Featuring testimony from former Health and Human Services secretaries Tommy Thompson and Donna Shalala, the committee is already struggling over what to do with a broken health care system, employer based health insurance, and the future of Medicare.

According to Kaiser's Daily Health Policy Report, Thompson suggests a primary focus on Medicare, specifically with goals of "changing Medicare by cutting benefits, increasing revenue and raising the age for eligibility."

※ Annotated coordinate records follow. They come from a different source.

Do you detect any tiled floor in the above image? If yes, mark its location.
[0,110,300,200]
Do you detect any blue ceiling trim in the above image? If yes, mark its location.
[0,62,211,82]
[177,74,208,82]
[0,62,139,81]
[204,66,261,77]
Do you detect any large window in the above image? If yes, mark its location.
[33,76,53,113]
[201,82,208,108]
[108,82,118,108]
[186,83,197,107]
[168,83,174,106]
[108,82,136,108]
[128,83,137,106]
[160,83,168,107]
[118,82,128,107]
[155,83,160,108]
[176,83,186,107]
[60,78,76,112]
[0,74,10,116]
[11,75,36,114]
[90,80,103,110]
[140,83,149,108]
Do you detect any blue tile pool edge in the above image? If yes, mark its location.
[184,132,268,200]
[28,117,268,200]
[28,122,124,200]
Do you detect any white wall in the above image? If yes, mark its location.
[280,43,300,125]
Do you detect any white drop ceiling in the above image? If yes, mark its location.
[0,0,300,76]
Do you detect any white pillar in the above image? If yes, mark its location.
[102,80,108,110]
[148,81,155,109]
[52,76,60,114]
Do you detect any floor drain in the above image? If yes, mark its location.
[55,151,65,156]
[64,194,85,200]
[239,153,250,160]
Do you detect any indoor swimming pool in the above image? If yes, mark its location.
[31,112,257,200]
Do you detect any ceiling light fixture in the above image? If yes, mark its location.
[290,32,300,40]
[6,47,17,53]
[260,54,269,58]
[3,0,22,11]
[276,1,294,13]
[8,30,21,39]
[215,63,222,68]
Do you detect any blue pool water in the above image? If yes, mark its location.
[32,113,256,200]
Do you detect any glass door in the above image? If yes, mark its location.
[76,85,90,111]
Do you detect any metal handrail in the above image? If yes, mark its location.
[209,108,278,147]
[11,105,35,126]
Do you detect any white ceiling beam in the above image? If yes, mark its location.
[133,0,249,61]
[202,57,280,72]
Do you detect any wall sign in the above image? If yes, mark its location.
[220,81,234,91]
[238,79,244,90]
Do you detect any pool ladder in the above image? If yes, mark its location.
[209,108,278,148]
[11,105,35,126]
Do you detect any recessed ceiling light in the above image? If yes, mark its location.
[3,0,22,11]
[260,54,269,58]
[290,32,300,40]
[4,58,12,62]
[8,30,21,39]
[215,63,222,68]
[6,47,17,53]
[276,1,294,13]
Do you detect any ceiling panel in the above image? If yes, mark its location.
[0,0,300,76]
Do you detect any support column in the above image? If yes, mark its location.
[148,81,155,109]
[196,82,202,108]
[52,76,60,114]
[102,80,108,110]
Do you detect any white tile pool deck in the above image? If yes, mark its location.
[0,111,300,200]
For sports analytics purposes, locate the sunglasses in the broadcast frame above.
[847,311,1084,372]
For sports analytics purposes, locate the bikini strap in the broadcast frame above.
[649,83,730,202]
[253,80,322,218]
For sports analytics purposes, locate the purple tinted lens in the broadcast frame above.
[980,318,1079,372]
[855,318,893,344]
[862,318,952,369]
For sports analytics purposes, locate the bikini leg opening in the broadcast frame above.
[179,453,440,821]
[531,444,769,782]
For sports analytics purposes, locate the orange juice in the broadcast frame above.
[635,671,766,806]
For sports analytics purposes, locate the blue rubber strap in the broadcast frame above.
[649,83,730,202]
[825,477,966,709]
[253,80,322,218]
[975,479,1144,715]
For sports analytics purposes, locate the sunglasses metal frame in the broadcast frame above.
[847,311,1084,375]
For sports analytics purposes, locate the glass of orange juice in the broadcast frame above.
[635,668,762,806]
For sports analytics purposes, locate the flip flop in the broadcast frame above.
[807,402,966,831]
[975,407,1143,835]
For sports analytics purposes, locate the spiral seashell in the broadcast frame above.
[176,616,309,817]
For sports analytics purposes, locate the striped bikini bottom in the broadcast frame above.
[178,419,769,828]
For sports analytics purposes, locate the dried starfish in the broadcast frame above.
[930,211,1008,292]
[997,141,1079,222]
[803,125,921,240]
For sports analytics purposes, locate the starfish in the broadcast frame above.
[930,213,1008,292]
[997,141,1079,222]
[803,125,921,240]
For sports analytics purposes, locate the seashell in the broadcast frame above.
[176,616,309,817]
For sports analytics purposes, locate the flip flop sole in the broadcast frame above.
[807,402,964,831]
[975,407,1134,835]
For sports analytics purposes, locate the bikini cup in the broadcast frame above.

This would be designed to counteract Medicare's growing costs - Medicare's hospital trust fund will begin paying out more than it is taking in by 2013 and it could be insolvent by 2019.

Shalala believes otherwise - she suggests that by streamlining the "political system" surrounding Medicare, positive changes could be made there as well as in hospital procedure, and by extension, in health insurance itself. She believes that the "private sector" will "follow Medicare" in an effort to minimize medical costs.

Both arguments have been heard before, each struggling to make both Medicare and health care more functional for all Americans. It's not clear how either plan would interact with the health insurance promises being made by Republican presidential nominee John McCain and Democratic hopefuls Hillary Clinton and Barack Obama.

However, if American politics on both sides of the aisle could agree on how to make health care in America really work, something productive just might actually happen.